NCPA - National Center for Policy Analysis


April 5, 2010

Washington, D.C. is a divided town.  In the heart of the capital, the federal government hums along, but the rest of the city is in miserable shape.  Yet as unlikely as it seems, D.C. may prove to be the last best hope for school reform in the United States, says Reason Magazine. 


  • The District of Columbia Public Schools rank below all 50 states in national math and reading tests, squatting at the bottom of the list for years at time.
  • More than 40 percent of D.C. students drop out all together.
  • Only 9 percent of the District's high schoolers will finish college within five years of graduation.
  • The city spends $14,699 per pupil, more than all but two states and about $5,000 more than the national average. 

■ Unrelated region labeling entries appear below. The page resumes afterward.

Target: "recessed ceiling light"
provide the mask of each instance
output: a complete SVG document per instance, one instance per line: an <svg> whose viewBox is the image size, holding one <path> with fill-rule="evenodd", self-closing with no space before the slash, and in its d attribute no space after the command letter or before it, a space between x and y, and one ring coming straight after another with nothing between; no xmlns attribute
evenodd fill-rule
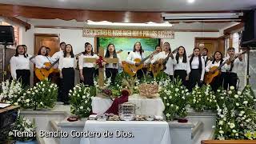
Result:
<svg viewBox="0 0 256 144"><path fill-rule="evenodd" d="M187 2L193 3L193 2L194 2L194 0L187 0Z"/></svg>

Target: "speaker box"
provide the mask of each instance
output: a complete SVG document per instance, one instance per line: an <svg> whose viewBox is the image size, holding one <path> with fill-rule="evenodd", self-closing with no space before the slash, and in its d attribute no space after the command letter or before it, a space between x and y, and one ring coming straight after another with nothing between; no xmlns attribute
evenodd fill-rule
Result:
<svg viewBox="0 0 256 144"><path fill-rule="evenodd" d="M14 27L12 26L0 26L0 42L13 45L14 41Z"/></svg>

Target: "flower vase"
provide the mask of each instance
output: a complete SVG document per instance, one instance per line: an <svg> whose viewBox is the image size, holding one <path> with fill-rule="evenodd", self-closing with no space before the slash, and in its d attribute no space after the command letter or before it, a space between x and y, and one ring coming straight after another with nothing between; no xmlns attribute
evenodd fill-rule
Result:
<svg viewBox="0 0 256 144"><path fill-rule="evenodd" d="M38 144L36 140L30 139L27 141L16 141L15 144Z"/></svg>

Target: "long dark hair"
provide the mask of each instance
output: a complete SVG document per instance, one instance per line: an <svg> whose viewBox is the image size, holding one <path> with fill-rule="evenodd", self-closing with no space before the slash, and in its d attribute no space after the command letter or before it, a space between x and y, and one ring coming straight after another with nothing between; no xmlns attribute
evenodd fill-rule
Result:
<svg viewBox="0 0 256 144"><path fill-rule="evenodd" d="M186 53L185 47L182 46L178 46L178 51L177 51L177 54L176 54L176 57L175 57L175 59L176 59L176 61L177 61L177 63L178 63L178 57L179 57L178 50L179 50L180 48L183 48L183 49L184 49L182 62L183 62L183 63L186 63Z"/></svg>
<svg viewBox="0 0 256 144"><path fill-rule="evenodd" d="M86 51L86 47L89 46L89 45L90 45L91 46L91 52L90 52L90 55L91 56L93 56L94 55L94 50L93 50L93 46L90 44L90 43L89 43L89 42L86 42L85 43L85 51L82 53L84 55L86 55L87 53L88 53L88 51Z"/></svg>
<svg viewBox="0 0 256 144"><path fill-rule="evenodd" d="M192 69L191 62L192 62L193 58L194 58L194 51L195 50L199 50L199 55L198 55L199 66L198 66L198 69L199 69L200 70L202 70L202 59L201 59L201 54L200 54L200 49L199 49L198 47L195 47L195 48L194 48L194 50L193 50L193 54L192 54L191 58L190 58L190 69Z"/></svg>
<svg viewBox="0 0 256 144"><path fill-rule="evenodd" d="M215 53L214 53L214 60L213 60L213 62L212 62L212 64L214 64L214 62L216 62L216 59L215 59L215 54L216 54L216 53L221 54L222 58L221 58L221 62L220 62L220 64L222 64L222 63L223 62L223 55L222 55L222 53L220 52L220 51L215 51Z"/></svg>
<svg viewBox="0 0 256 144"><path fill-rule="evenodd" d="M24 54L23 54L23 55L24 55L25 58L26 58L26 51L25 51L25 47L22 46L22 45L18 45L18 46L16 46L16 53L15 53L14 56L15 56L15 57L18 57L18 49L19 47L23 47L23 49L24 49Z"/></svg>
<svg viewBox="0 0 256 144"><path fill-rule="evenodd" d="M67 54L67 52L66 52L66 46L71 46L70 55L71 55L71 58L74 58L74 53L73 53L73 47L72 47L72 46L71 46L70 44L66 44L66 45L65 50L64 50L64 58L66 57L66 54Z"/></svg>
<svg viewBox="0 0 256 144"><path fill-rule="evenodd" d="M109 50L109 46L113 46L114 50L114 53L113 53L113 58L118 58L118 54L117 54L117 52L115 50L115 47L114 47L114 45L113 43L110 43L109 45L107 45L107 47L106 47L106 54L105 54L105 58L110 58L110 50Z"/></svg>
<svg viewBox="0 0 256 144"><path fill-rule="evenodd" d="M169 42L164 42L163 45L165 45L165 44L168 44L168 46L169 46L169 51L170 52L170 43L169 43ZM184 50L185 50L185 49L184 49Z"/></svg>
<svg viewBox="0 0 256 144"><path fill-rule="evenodd" d="M143 49L142 49L142 43L141 43L140 42L137 42L134 43L134 52L136 51L136 49L135 49L136 43L139 43L139 45L141 46L141 49L139 50L139 53L140 53L140 54L142 55L142 53L144 52L144 50L143 50Z"/></svg>
<svg viewBox="0 0 256 144"><path fill-rule="evenodd" d="M38 50L38 55L42 55L42 54L41 54L41 50L42 50L42 48L46 48L46 46L42 46L40 47L40 49ZM48 54L48 54L48 52L47 52L47 50L46 50L46 56L48 56Z"/></svg>

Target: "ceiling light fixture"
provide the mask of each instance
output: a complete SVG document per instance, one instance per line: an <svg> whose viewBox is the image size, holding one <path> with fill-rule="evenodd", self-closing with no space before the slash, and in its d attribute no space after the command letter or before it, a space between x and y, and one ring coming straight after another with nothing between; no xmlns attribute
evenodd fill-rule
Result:
<svg viewBox="0 0 256 144"><path fill-rule="evenodd" d="M169 27L172 26L170 22L155 23L149 22L146 23L126 23L126 22L110 22L108 21L94 22L90 20L86 21L87 25L90 26L157 26L157 27Z"/></svg>

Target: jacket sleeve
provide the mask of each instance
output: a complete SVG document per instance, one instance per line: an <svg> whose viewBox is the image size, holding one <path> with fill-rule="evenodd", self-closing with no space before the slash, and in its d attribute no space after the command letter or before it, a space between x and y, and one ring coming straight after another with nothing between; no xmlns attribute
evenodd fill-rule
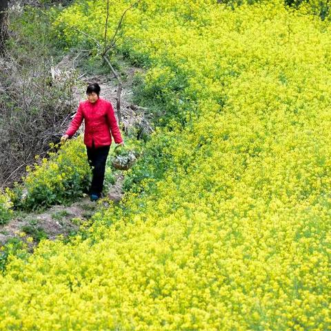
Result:
<svg viewBox="0 0 331 331"><path fill-rule="evenodd" d="M115 114L114 113L114 109L111 103L109 103L109 106L107 107L107 121L108 122L109 128L112 132L112 135L114 137L114 140L116 143L121 143L123 142L122 136L119 131L119 126L116 121Z"/></svg>
<svg viewBox="0 0 331 331"><path fill-rule="evenodd" d="M77 112L74 115L74 117L72 119L72 121L69 126L68 129L66 132L66 134L68 134L70 138L71 138L78 130L79 126L81 126L81 122L83 121L84 117L83 115L83 110L81 109L81 104L79 103L78 107Z"/></svg>

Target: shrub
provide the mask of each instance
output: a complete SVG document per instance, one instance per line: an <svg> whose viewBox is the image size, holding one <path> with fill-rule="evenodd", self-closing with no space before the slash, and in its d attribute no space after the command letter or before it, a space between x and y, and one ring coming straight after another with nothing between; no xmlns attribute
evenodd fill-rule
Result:
<svg viewBox="0 0 331 331"><path fill-rule="evenodd" d="M12 217L12 203L7 194L0 194L0 224L5 224Z"/></svg>
<svg viewBox="0 0 331 331"><path fill-rule="evenodd" d="M26 210L44 208L72 201L82 196L90 181L90 170L81 138L69 141L50 159L41 160L22 185L13 190L16 208Z"/></svg>

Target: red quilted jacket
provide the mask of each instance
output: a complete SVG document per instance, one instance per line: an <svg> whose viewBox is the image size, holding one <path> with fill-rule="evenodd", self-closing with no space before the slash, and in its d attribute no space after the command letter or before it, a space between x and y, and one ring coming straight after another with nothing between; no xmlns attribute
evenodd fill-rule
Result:
<svg viewBox="0 0 331 331"><path fill-rule="evenodd" d="M66 134L71 138L85 121L84 143L91 148L108 146L112 143L112 134L116 143L123 141L116 121L112 104L99 98L92 103L88 100L81 102ZM110 131L112 134L110 134Z"/></svg>

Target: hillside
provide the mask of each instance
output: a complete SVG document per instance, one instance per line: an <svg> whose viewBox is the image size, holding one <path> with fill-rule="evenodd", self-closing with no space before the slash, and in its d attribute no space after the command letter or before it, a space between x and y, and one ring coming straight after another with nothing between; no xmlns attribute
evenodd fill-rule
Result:
<svg viewBox="0 0 331 331"><path fill-rule="evenodd" d="M1 330L330 328L329 21L217 2L128 12L116 52L155 131L119 204L10 257ZM63 47L101 43L106 4L58 13ZM113 31L129 1L110 6Z"/></svg>

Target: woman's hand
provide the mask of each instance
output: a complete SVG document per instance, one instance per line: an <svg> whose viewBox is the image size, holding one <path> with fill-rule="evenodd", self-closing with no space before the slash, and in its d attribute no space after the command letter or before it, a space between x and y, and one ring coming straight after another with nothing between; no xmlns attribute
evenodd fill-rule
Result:
<svg viewBox="0 0 331 331"><path fill-rule="evenodd" d="M69 136L68 134L64 134L61 137L61 143L64 143L66 141L69 139Z"/></svg>

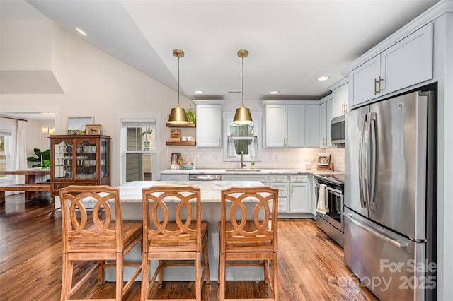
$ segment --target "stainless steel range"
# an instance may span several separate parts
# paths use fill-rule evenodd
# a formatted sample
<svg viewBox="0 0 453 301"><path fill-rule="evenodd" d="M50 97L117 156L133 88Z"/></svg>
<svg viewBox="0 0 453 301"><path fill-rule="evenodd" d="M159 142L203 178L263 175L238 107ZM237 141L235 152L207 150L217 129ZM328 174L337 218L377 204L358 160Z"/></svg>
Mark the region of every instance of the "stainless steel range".
<svg viewBox="0 0 453 301"><path fill-rule="evenodd" d="M344 233L343 210L345 175L315 175L314 187L316 200L323 184L326 212L316 212L316 225L342 247Z"/></svg>

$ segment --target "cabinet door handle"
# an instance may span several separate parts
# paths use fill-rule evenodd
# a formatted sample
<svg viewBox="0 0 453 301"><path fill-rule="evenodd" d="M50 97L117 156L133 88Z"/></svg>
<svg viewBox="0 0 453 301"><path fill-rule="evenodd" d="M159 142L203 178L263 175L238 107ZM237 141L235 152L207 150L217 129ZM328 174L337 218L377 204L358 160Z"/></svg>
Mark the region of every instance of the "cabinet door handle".
<svg viewBox="0 0 453 301"><path fill-rule="evenodd" d="M343 102L341 104L341 114L348 113L348 104L346 102Z"/></svg>
<svg viewBox="0 0 453 301"><path fill-rule="evenodd" d="M374 78L374 95L379 94L382 91L381 88L381 82L384 81L384 78L379 76L377 78Z"/></svg>

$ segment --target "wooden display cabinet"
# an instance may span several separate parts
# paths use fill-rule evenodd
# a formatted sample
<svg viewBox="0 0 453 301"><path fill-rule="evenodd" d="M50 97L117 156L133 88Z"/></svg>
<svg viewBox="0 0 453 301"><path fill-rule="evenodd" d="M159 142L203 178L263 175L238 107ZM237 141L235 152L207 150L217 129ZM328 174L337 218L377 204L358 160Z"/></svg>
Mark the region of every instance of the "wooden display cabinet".
<svg viewBox="0 0 453 301"><path fill-rule="evenodd" d="M110 139L104 135L52 135L51 194L69 185L110 184Z"/></svg>

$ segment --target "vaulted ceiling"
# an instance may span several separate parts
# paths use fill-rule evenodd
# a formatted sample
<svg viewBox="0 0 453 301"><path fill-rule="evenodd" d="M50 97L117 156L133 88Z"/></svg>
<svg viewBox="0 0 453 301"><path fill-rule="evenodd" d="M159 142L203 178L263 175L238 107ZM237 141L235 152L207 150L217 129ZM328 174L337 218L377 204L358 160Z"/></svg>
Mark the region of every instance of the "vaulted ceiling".
<svg viewBox="0 0 453 301"><path fill-rule="evenodd" d="M190 99L319 99L342 69L436 0L1 0L1 18L48 18ZM317 81L328 76L329 79ZM202 90L201 95L194 91ZM280 92L270 95L270 91Z"/></svg>

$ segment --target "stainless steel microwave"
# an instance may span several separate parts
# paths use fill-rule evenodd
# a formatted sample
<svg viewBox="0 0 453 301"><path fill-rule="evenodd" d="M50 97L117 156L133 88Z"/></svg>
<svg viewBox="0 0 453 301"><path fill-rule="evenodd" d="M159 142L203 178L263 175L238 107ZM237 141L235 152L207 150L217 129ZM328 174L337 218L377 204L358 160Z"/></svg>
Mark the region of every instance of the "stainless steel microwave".
<svg viewBox="0 0 453 301"><path fill-rule="evenodd" d="M331 120L331 143L345 144L345 115Z"/></svg>

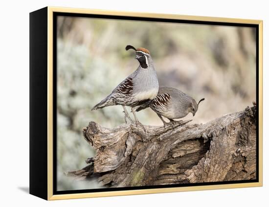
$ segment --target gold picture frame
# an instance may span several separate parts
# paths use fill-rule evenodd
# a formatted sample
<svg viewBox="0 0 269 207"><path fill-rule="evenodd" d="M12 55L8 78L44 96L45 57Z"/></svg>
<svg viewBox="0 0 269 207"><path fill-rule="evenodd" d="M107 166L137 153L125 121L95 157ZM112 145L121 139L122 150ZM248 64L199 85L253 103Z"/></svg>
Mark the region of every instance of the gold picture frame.
<svg viewBox="0 0 269 207"><path fill-rule="evenodd" d="M34 160L34 157L36 156L37 152L33 150L33 148L36 147L37 143L35 141L38 141L34 140L34 139L36 138L36 137L35 137L35 132L33 131L32 135L30 135L30 143L32 141L32 147L30 146L30 193L37 196L40 197L44 199L48 200L54 200L59 199L74 199L74 198L91 198L91 197L105 197L105 196L120 196L120 195L137 195L142 194L150 194L150 193L167 193L173 192L181 192L181 191L195 191L195 190L211 190L217 189L225 189L225 188L240 188L240 187L257 187L262 186L263 185L263 153L262 153L262 137L263 137L263 21L261 20L247 20L247 19L233 19L233 18L219 18L219 17L201 17L196 16L187 16L187 15L180 15L176 14L154 14L150 13L137 13L137 12L127 12L122 11L108 11L103 10L93 10L88 9L79 9L79 8L61 8L61 7L47 7L45 9L42 9L43 10L42 11L43 14L41 15L40 17L39 15L41 10L38 10L35 12L32 12L30 15L30 18L32 17L33 20L35 19L36 22L34 20L32 20L31 22L30 19L30 33L31 33L31 27L33 28L33 32L35 31L35 27L36 25L38 24L39 21L38 18L40 17L42 20L45 20L45 22L47 23L46 31L47 33L46 34L47 37L47 44L46 51L47 51L47 58L46 58L46 67L47 70L45 72L46 73L46 100L47 103L44 106L44 109L46 111L46 122L45 124L46 125L46 129L43 129L44 132L45 132L46 135L46 146L44 146L45 150L46 150L46 152L44 153L44 155L41 155L42 156L44 156L46 158L46 166L44 166L43 164L39 163L37 161ZM70 194L53 194L53 161L54 161L54 155L53 155L53 149L54 142L53 142L53 136L54 136L54 129L53 129L53 117L54 115L53 114L53 107L55 107L54 103L53 96L53 55L56 52L54 50L55 47L53 47L53 14L55 13L71 13L73 14L96 14L96 15L110 15L110 16L123 16L123 17L132 17L134 18L140 17L140 18L160 18L163 19L168 20L186 20L186 21L202 21L204 22L205 23L206 22L214 22L214 23L241 23L241 24L251 24L256 25L258 30L258 43L257 46L258 46L258 57L257 60L258 61L258 71L259 76L258 78L258 86L259 88L257 89L259 94L259 100L258 100L258 157L259 157L259 171L258 171L258 181L253 183L235 183L235 184L209 184L206 185L198 185L198 186L182 186L182 187L167 187L167 188L151 188L151 189L130 189L126 190L118 190L118 191L106 191L106 192L83 192L83 193L75 193ZM45 19L46 18L46 20ZM32 23L32 24L31 24ZM41 26L39 25L38 26ZM36 26L36 27L38 27ZM30 34L31 35L31 34ZM36 37L34 34L32 34L32 36L30 36L30 49L32 49L32 46L34 44L36 44L36 41L33 40L33 42L31 43L31 38L33 38L33 40ZM31 45L32 44L32 45ZM36 53L39 48L32 49L32 55L31 55L30 52L30 62L31 61L34 61L34 58L35 56L34 53ZM34 64L33 63L32 67L34 67ZM35 72L32 72L32 75L31 75L31 69L30 69L30 76L32 76L32 79L34 79L35 77L37 77L37 74L35 74ZM31 79L31 77L30 77ZM32 86L35 86L35 83L33 83ZM33 92L31 94L31 84L30 84L30 96L33 97L33 98L35 98L34 92ZM34 101L34 100L33 100ZM40 101L43 101L40 100ZM31 101L30 101L31 102ZM40 104L40 103L39 103ZM33 105L35 104L33 103ZM33 107L33 112L34 113L36 112L34 111L34 107ZM32 109L31 109L32 110ZM32 117L30 115L30 117ZM37 119L34 119L34 118L30 118L30 122L34 122L36 121ZM32 123L32 122L31 122ZM34 123L32 123L32 125L30 128L34 128ZM44 125L45 126L45 125ZM33 130L35 130L33 129ZM30 133L31 134L31 133ZM32 136L32 137L31 137ZM32 154L32 157L31 157ZM31 164L32 163L32 165ZM40 168L42 167L42 168ZM34 175L35 172L36 172L37 169L43 169L43 168L46 168L47 172L43 175L44 179L46 181L46 188L45 186L41 185L40 187L37 187L37 184L36 184L38 182L38 180L40 180L41 177L37 178ZM32 175L32 178L31 177ZM45 178L46 176L46 178ZM45 185L45 184L44 184Z"/></svg>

The District's school system is sitting at the center of a remarkable convergence, with a driven, reformed-minded chancellor endowed with extraordinary powers by the city council and mayor, and a new presidential administration with an education secretary with respectable reform credentials.   A further advantage is the city's utter hopelessness.  If D.C. cannot fix its schools in this context, no one can, says Reason: 

  • The first indications from the Obama administration have been ominous:  As part of an omnibus spending bill in March 2009, union-backed Democratic legislators killed a promising pilot program for school vouchers in the District.
  • In addition, the fate of reform hangs in the balance of a long, increasingly tense standoff between Chancellor Michelle Rhee and the all-powerful teachers unions over the fundamental question of hiring and firing instructors. 

Depending on which side blinks first, education reform in America could be a long-lost dream come true, or simply a lost cause, says Reason.